In the late 90s there was a shortage of general practitioners in the UK. I know because my practice was trying to recruit doctors. At the same time the demand for appointments with doctors was growing. Patients who thought they needed to see a doctor urgently often found it very frustrating. They were offered late evening appointments or ‘squeezed in’ to overflowing sessions with grumpy and stressed doctors. It was hard to keep on top of the demand and at the same time maintain morale in our practice. Something had to be done.
Our team noticed that there was a seasonal pattern to this demand for appointments. Most doctors were aware of this trend because there were specific weeks of the year when they avoided taking holidays. Our reception staff kept meticulous colour coded records of such ‘same day appointments’. When we entered this data on a statistical database there could be no doubt of a seasonal pattern with definite peaks and troughs. What’s more, we could predict the demand for ‘same day urgent appointments’ with reasonable confidence. At this point it may be important to stress that doctors in the UK are paid a ‘capitation fee’ for serving patients. That means they are paid an annual fee no matter how many times they see the patient.

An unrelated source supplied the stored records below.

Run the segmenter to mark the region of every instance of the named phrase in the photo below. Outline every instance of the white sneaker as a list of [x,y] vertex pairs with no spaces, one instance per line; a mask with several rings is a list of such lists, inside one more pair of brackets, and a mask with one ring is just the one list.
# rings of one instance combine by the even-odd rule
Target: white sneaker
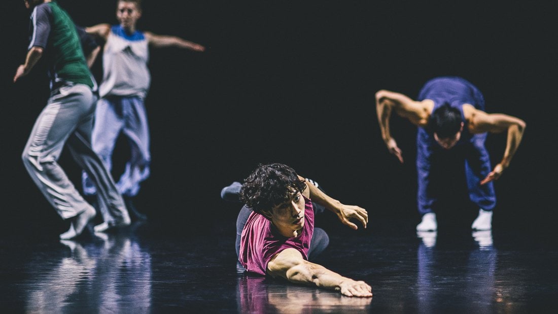
[[436,231],[438,223],[436,222],[436,214],[427,212],[422,215],[422,221],[417,225],[417,231]]
[[492,229],[492,211],[479,210],[479,216],[471,225],[473,230],[484,230]]

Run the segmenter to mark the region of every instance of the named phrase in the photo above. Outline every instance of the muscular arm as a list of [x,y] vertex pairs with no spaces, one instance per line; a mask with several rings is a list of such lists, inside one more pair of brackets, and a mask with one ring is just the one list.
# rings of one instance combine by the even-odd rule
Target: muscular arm
[[[299,176],[299,178],[301,180],[305,180],[300,176]],[[350,219],[354,218],[360,221],[365,228],[366,228],[366,225],[368,223],[368,213],[365,209],[355,205],[343,204],[339,201],[327,195],[313,184],[307,183],[306,186],[307,189],[305,192],[307,191],[309,194],[305,196],[309,197],[312,200],[312,201],[333,211],[337,215],[341,223],[357,230],[358,229],[358,226],[350,220]]]
[[95,63],[95,59],[97,59],[97,56],[99,55],[99,52],[100,51],[101,47],[100,46],[98,46],[96,48],[93,49],[89,54],[85,56],[85,61],[87,62],[87,66],[89,69],[93,66],[93,64]]
[[415,102],[402,94],[384,90],[376,93],[376,114],[382,132],[382,138],[389,152],[395,155],[402,163],[401,151],[389,132],[389,118],[392,110],[395,110],[398,115],[408,119],[415,125],[424,127],[428,123],[431,108],[422,102]]
[[110,26],[108,24],[98,24],[90,27],[85,27],[88,33],[107,40],[110,33]]
[[267,273],[295,283],[314,284],[339,291],[349,297],[372,296],[372,287],[364,282],[344,277],[321,265],[305,260],[295,249],[286,249],[274,256],[267,264]]
[[176,36],[157,35],[150,32],[145,33],[149,44],[156,48],[177,47],[194,51],[205,50],[205,47],[201,45]]
[[29,74],[33,67],[37,64],[39,59],[42,56],[42,48],[36,46],[32,47],[29,50],[25,58],[25,63],[18,67],[17,70],[16,71],[16,75],[13,77],[15,83],[21,78]]
[[519,147],[526,124],[523,120],[501,113],[488,114],[475,110],[472,119],[472,132],[475,133],[489,132],[502,133],[507,132],[506,150],[502,161],[494,167],[494,170],[481,182],[484,184],[498,179],[502,172],[509,166],[512,157]]

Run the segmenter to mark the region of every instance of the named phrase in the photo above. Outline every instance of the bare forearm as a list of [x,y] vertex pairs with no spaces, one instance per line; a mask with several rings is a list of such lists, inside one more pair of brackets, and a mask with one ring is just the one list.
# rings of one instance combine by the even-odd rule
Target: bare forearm
[[376,100],[376,113],[378,115],[378,123],[382,132],[382,138],[387,142],[391,138],[389,133],[389,117],[391,115],[391,107],[386,105],[385,102]]
[[[299,178],[302,180],[305,180],[300,176],[299,176]],[[320,204],[332,211],[339,210],[341,205],[341,202],[327,195],[312,183],[306,183],[306,186],[308,187],[310,199],[312,202]]]
[[23,64],[26,74],[28,73],[33,69],[41,56],[42,56],[42,48],[32,47],[29,50],[27,57],[25,58],[25,63]]
[[317,287],[339,290],[341,284],[349,278],[318,264],[306,262],[287,271],[286,278],[295,283],[315,284]]
[[508,138],[506,145],[506,151],[504,157],[502,159],[502,164],[506,167],[509,165],[512,158],[516,153],[519,147],[521,138],[523,137],[523,131],[525,129],[525,123],[511,125],[508,129]]
[[89,69],[91,69],[91,67],[93,66],[93,64],[95,63],[95,60],[97,59],[97,56],[99,55],[99,52],[100,50],[101,47],[98,46],[95,49],[93,49],[93,51],[85,57],[85,61],[87,62],[87,66]]

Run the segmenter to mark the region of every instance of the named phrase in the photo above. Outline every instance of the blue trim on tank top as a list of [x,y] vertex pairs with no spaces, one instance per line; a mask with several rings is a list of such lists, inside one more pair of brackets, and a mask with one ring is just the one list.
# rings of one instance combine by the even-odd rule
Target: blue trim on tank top
[[136,31],[132,34],[129,35],[124,30],[124,28],[120,25],[114,25],[110,28],[110,30],[114,35],[121,37],[126,40],[130,41],[139,41],[145,39],[143,33],[140,31]]

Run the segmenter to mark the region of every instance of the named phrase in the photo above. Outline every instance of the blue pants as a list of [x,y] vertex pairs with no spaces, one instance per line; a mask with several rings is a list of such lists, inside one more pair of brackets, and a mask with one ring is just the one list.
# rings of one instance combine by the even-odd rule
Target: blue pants
[[[460,78],[437,78],[429,81],[421,89],[418,100],[429,99],[432,95],[444,96],[451,95],[456,96],[454,100],[458,100],[459,90],[452,89],[454,82],[468,85],[472,93],[468,95],[465,101],[470,102],[477,109],[484,110],[484,99],[480,91]],[[490,156],[484,147],[487,133],[470,134],[466,130],[464,130],[461,137],[462,139],[450,151],[458,151],[455,152],[459,154],[464,162],[469,198],[479,207],[492,210],[496,205],[494,185],[492,182],[484,185],[480,185],[479,183],[492,170]],[[423,128],[419,128],[417,134],[416,163],[419,180],[417,201],[421,215],[432,212],[432,207],[435,206],[440,197],[438,194],[440,189],[432,187],[432,182],[439,181],[443,176],[439,175],[444,172],[443,169],[440,168],[440,164],[443,163],[439,160],[440,158],[444,158],[446,153],[443,151],[432,134]]]
[[[122,195],[135,196],[140,190],[140,183],[149,177],[151,159],[147,118],[143,101],[140,97],[110,96],[97,103],[92,144],[109,171],[112,168],[114,144],[121,132],[128,138],[131,158],[116,186]],[[95,186],[85,172],[83,178],[84,193],[95,194]]]
[[[437,158],[443,157],[442,148],[424,129],[420,128],[417,134],[417,171],[419,191],[417,201],[421,215],[433,211],[440,195],[439,189],[433,187],[433,181],[443,180],[444,171],[436,167],[447,166],[439,162]],[[490,157],[484,147],[487,133],[473,136],[468,143],[464,143],[451,149],[458,149],[465,164],[465,174],[467,189],[471,201],[479,207],[492,210],[496,205],[496,196],[492,182],[480,185],[492,171]]]

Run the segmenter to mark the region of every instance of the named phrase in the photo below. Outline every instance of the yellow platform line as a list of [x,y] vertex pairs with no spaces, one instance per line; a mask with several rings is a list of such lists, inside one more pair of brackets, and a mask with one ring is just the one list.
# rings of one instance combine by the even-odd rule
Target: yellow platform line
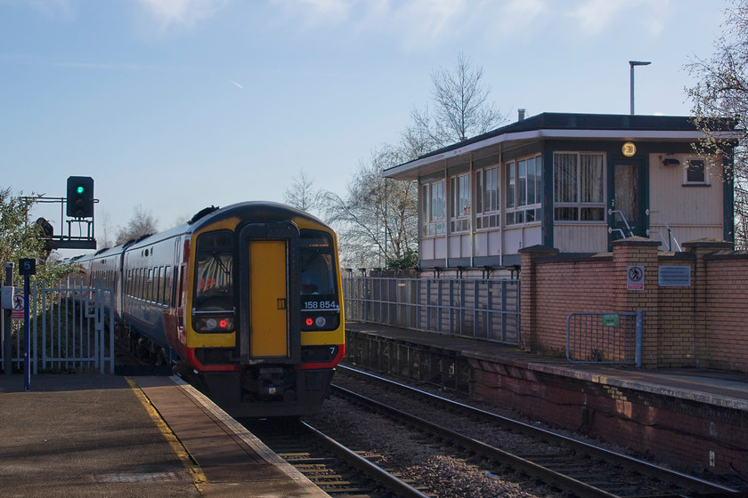
[[130,377],[125,377],[125,380],[127,381],[128,384],[130,384],[130,388],[133,390],[133,392],[145,407],[148,414],[150,415],[151,420],[153,420],[156,423],[156,427],[159,428],[159,431],[167,439],[167,442],[174,450],[174,453],[175,453],[179,457],[182,464],[184,465],[184,468],[188,472],[190,472],[190,475],[192,476],[192,481],[195,484],[195,487],[200,494],[203,494],[202,485],[207,482],[207,478],[206,478],[205,474],[203,474],[202,470],[197,464],[195,459],[192,458],[190,452],[187,451],[187,448],[185,448],[184,445],[182,444],[182,441],[179,440],[179,438],[176,437],[166,421],[161,417],[159,410],[156,409],[156,406],[153,406],[150,399],[145,396],[145,393],[142,392],[140,386],[138,386]]

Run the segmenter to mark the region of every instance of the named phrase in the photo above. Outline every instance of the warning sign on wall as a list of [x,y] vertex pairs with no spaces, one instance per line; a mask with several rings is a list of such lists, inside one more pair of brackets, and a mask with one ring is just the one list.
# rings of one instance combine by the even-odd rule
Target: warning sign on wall
[[630,266],[626,271],[626,290],[627,291],[643,291],[644,290],[644,267],[643,266]]

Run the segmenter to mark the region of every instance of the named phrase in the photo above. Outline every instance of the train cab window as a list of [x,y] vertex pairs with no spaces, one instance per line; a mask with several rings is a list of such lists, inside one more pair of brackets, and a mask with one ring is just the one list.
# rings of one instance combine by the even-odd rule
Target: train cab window
[[340,325],[335,248],[324,232],[301,230],[302,330],[335,330]]
[[197,311],[233,310],[233,235],[207,232],[198,238],[195,293]]
[[[306,237],[305,237],[306,236]],[[327,234],[301,236],[301,293],[335,293],[332,241]]]

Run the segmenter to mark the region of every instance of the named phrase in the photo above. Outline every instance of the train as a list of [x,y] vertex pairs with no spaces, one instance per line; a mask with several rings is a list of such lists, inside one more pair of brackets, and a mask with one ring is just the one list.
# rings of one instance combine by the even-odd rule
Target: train
[[318,413],[345,353],[335,231],[250,201],[75,261],[113,316],[234,417]]

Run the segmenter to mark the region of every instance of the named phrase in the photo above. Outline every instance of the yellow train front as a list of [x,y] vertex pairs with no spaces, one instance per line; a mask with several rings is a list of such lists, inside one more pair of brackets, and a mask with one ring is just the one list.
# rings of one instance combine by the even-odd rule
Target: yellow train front
[[335,233],[273,203],[196,218],[163,241],[183,253],[167,341],[234,416],[318,412],[344,354]]

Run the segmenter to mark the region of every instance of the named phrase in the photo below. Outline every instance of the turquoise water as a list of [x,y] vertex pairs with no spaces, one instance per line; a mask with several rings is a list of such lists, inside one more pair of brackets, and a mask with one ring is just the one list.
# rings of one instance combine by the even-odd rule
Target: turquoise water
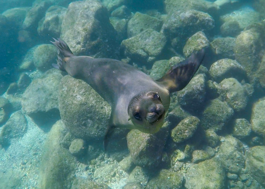
[[[264,8],[263,0],[0,0],[0,188],[264,188]],[[103,82],[95,91],[53,68],[52,38],[76,56],[131,65],[130,81],[135,68],[157,80],[205,55],[169,107],[162,101],[159,131],[117,124],[104,151],[115,114],[132,124],[128,104],[111,116],[96,91],[113,96]]]

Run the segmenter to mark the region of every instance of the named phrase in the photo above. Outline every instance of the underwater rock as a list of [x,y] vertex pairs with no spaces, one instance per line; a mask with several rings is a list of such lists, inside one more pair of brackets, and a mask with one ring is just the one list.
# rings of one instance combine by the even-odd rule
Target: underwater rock
[[206,94],[206,77],[203,74],[196,75],[184,89],[178,92],[178,101],[182,108],[189,112],[196,112],[203,107]]
[[119,166],[116,161],[104,164],[103,166],[96,168],[94,172],[94,179],[100,183],[105,183],[111,188],[114,186],[117,187],[118,185],[124,185],[124,181],[128,176],[128,174]]
[[208,145],[215,148],[219,143],[219,137],[213,129],[207,129],[205,131],[205,140]]
[[[23,21],[23,29],[34,30],[38,28],[38,23],[45,15],[45,12],[52,4],[49,1],[36,0],[27,12]],[[37,31],[36,31],[37,32]]]
[[183,47],[183,54],[187,57],[192,53],[210,46],[210,42],[205,34],[201,31],[198,32],[188,39]]
[[220,28],[221,34],[223,37],[236,37],[240,33],[241,29],[237,20],[227,21]]
[[51,39],[53,36],[59,37],[61,34],[63,19],[67,9],[58,6],[51,6],[46,11],[45,16],[39,22],[39,35]]
[[188,189],[225,188],[224,171],[213,159],[194,164],[188,169],[185,187]]
[[56,48],[54,46],[48,44],[38,45],[34,49],[33,55],[35,67],[42,71],[52,68],[52,63],[57,56]]
[[248,136],[251,132],[251,125],[246,119],[236,119],[234,122],[233,136],[239,139]]
[[166,37],[149,29],[121,43],[121,49],[125,56],[132,60],[150,64],[161,54],[166,43]]
[[133,166],[131,156],[130,155],[124,158],[119,162],[119,165],[125,171],[129,172]]
[[254,104],[250,123],[252,130],[258,134],[265,136],[265,98],[259,99]]
[[0,125],[4,123],[8,119],[12,109],[12,105],[8,100],[0,97]]
[[146,186],[149,180],[148,173],[141,167],[136,166],[128,176],[127,182],[139,182],[143,186]]
[[126,5],[128,0],[102,0],[102,4],[109,12],[123,5]]
[[191,137],[200,124],[200,120],[194,116],[182,120],[171,131],[171,138],[175,142],[183,142]]
[[174,56],[169,60],[161,60],[156,61],[150,72],[150,76],[155,80],[161,78],[169,70],[171,67],[184,60],[180,56]]
[[17,81],[17,87],[19,92],[23,92],[31,82],[31,79],[27,74],[21,73]]
[[39,188],[71,188],[76,162],[69,150],[60,145],[67,132],[61,120],[56,122],[49,132],[42,152]]
[[80,157],[84,155],[86,150],[85,141],[80,138],[76,138],[71,143],[69,151],[74,156]]
[[220,97],[226,102],[235,112],[244,110],[248,101],[246,90],[236,79],[228,78],[220,83]]
[[115,58],[116,36],[108,11],[100,1],[78,1],[69,4],[63,19],[60,37],[74,54]]
[[97,183],[81,177],[77,177],[74,179],[70,188],[71,189],[111,189],[110,188],[105,184]]
[[162,24],[162,20],[156,18],[136,12],[128,22],[128,38],[135,36],[148,28],[159,32]]
[[159,174],[148,182],[147,188],[183,188],[183,176],[177,172],[161,169]]
[[62,119],[71,134],[85,141],[103,140],[111,107],[90,86],[67,75],[61,81],[58,98]]
[[12,23],[18,28],[21,28],[28,9],[28,7],[13,8],[7,10],[2,14],[6,17],[8,22]]
[[257,146],[247,151],[246,169],[252,176],[265,187],[265,146]]
[[240,81],[247,78],[243,67],[236,60],[228,58],[221,59],[213,64],[209,73],[213,80],[218,83],[226,78],[233,77]]
[[111,12],[111,15],[120,19],[129,19],[132,16],[130,10],[125,5],[122,5]]
[[164,3],[168,14],[172,11],[194,9],[207,12],[213,16],[218,15],[220,10],[216,4],[206,0],[165,0]]
[[4,148],[7,148],[11,144],[11,140],[23,137],[27,129],[27,121],[21,111],[15,112],[11,115],[1,130],[0,145]]
[[214,26],[214,20],[207,13],[194,10],[175,11],[167,15],[161,32],[168,36],[174,48],[181,52],[187,38],[202,30],[207,34]]
[[58,91],[63,76],[57,72],[33,79],[22,95],[24,112],[39,126],[53,124],[60,119]]
[[237,37],[235,56],[237,61],[244,66],[248,74],[258,68],[263,46],[263,34],[256,30],[245,30]]
[[236,21],[239,25],[240,31],[251,24],[260,21],[260,15],[250,6],[245,6],[233,10],[220,17],[221,23]]
[[211,157],[211,156],[206,151],[196,150],[192,152],[192,158],[191,161],[193,163],[197,163],[209,159]]
[[236,38],[230,37],[218,37],[211,42],[211,48],[218,59],[228,58],[234,59],[234,49]]
[[150,168],[160,165],[162,151],[169,134],[168,122],[155,134],[132,129],[127,135],[128,148],[134,163],[137,166]]
[[201,125],[205,130],[221,130],[234,115],[227,102],[217,99],[210,101],[206,106],[200,118]]
[[109,18],[109,21],[117,32],[117,40],[121,42],[127,39],[127,20],[125,19],[111,17]]
[[230,135],[222,137],[220,140],[222,142],[219,150],[214,158],[220,162],[226,170],[232,165],[244,168],[246,157],[242,143]]

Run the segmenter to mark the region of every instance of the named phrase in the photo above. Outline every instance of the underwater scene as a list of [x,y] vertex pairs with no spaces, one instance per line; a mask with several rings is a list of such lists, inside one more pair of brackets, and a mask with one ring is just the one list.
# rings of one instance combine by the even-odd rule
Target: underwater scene
[[0,13],[0,189],[265,188],[265,0]]

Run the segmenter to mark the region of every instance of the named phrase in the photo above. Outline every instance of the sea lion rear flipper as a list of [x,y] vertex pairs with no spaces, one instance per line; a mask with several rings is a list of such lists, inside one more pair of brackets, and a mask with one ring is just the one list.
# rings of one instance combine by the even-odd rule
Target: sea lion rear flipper
[[54,40],[54,42],[50,41],[59,50],[58,54],[57,55],[58,57],[57,64],[53,64],[52,66],[56,69],[62,71],[65,71],[63,64],[63,62],[66,61],[67,58],[74,55],[67,44],[63,40],[60,39],[58,39],[58,40],[56,40],[53,38],[52,39]]
[[109,139],[113,132],[114,131],[114,129],[116,127],[114,125],[109,125],[107,128],[107,130],[106,131],[106,133],[104,137],[104,141],[103,145],[104,146],[104,151],[106,151],[107,149],[107,147],[109,142]]
[[198,69],[204,54],[203,49],[192,54],[185,60],[172,66],[157,81],[162,83],[170,93],[181,90],[188,84]]

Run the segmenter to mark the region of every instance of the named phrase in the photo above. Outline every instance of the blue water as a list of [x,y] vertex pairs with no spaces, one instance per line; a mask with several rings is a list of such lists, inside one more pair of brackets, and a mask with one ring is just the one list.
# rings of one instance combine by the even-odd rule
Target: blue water
[[[0,0],[0,188],[265,188],[264,8],[262,0]],[[52,38],[154,80],[205,55],[170,106],[162,102],[158,132],[114,125],[104,151],[107,126],[117,114],[127,121],[128,105],[111,113],[117,103],[96,92],[108,96],[108,86],[95,91],[54,68]],[[104,84],[105,73],[88,74]]]

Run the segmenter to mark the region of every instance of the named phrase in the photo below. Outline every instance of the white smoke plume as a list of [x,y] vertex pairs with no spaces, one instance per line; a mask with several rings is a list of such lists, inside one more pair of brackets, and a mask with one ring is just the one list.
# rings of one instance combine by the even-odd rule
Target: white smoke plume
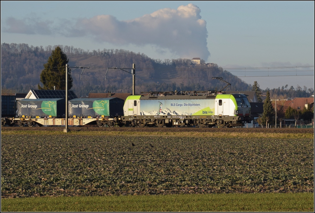
[[[67,37],[90,36],[99,42],[117,45],[152,45],[168,49],[181,58],[199,57],[206,61],[210,55],[207,46],[208,32],[200,11],[199,8],[190,3],[180,6],[177,9],[159,9],[132,20],[119,21],[112,15],[101,15],[78,19],[74,25],[64,20],[62,24],[34,21],[32,25],[29,20],[27,23],[25,20],[10,18],[6,21],[8,27],[3,27],[3,30],[45,35],[58,32]],[[23,21],[24,26],[28,27],[21,27],[20,32],[11,24],[18,22],[20,26]],[[45,22],[48,24],[46,29],[43,29],[43,25],[39,25]],[[65,29],[66,31],[60,30]]]

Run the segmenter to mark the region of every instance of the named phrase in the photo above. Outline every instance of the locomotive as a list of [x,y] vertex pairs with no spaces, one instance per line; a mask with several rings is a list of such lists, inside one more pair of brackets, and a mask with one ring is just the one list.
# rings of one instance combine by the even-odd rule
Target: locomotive
[[[18,101],[16,117],[2,119],[1,126],[65,125],[64,100]],[[253,119],[245,95],[221,91],[141,92],[129,96],[124,103],[117,98],[74,99],[68,101],[68,108],[70,125],[222,128],[243,126]]]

There is no monetary incentive to maintain the demand for face-to-face appointments. However that may be the only good thing that can be said of capitation, over the years the funder has used this payment structure to change the experience for the patient and not always for the better. Our salvation at the practice where I worked in the late 90s was born of the determination to serve patients better, but at the same time to maintain the enthusiasm and commitment of our doctors. We were sure we could do both.
Understanding that people have a fundamental desire to talk to the decision maker we settled on the notion of putting the doctor in charge of making the appointment. Patients who requested a same day appointment were offered a telephone consultation with a general practitioner initially. Not with a nurse, as happened in some practices, but with their doctor. We believed patients wanted to speak with a medical practitioner, not because the advice they received was necessarily better than that given by another member of the team, but because people in distress want a doctor. Whatever the reason it worked. Important policy makers noticed. Doctors could deal with most requests within a couple of minutes, offer a same day slot or something else without the need for face-to-face appointment. We calculated a 40% reduction in demand for such appointments. Patients loved it, reception staff loved it too (no more arguments about lack of appointments with irate patients) and doctors found themselves in control of their workload. What’s more we could prove that this simple intervention worked from the impact on longitudinal seasonal trend.
Telephone consultations are now routine practice in the UK. This innovation was born of intuition, it was led by local practitioners with a firm understanding of their patients’ experience. It required the courage and leadership to change accepted and ingrained ways of working, in order to make people feel better about engaging with their doctor. We didn’t require permission from committees, big research grants or publication in high impact journals to make a difference. It’s true that this didn’t seem to work everywhere, but in many practices this lean innovation made a huge difference.
By allowing patients to speak to their doctor when they felt they couldn’t wait our practice chose to treat this small minority of patients differently to those who were happy to make a routine appointment. We acknowledged that these patients had a need that warranted a creative solution. Perhaps you have a group of patients who would benefit from being treated differently too? Who knows you might even make your own working life more pleasant into the bargain.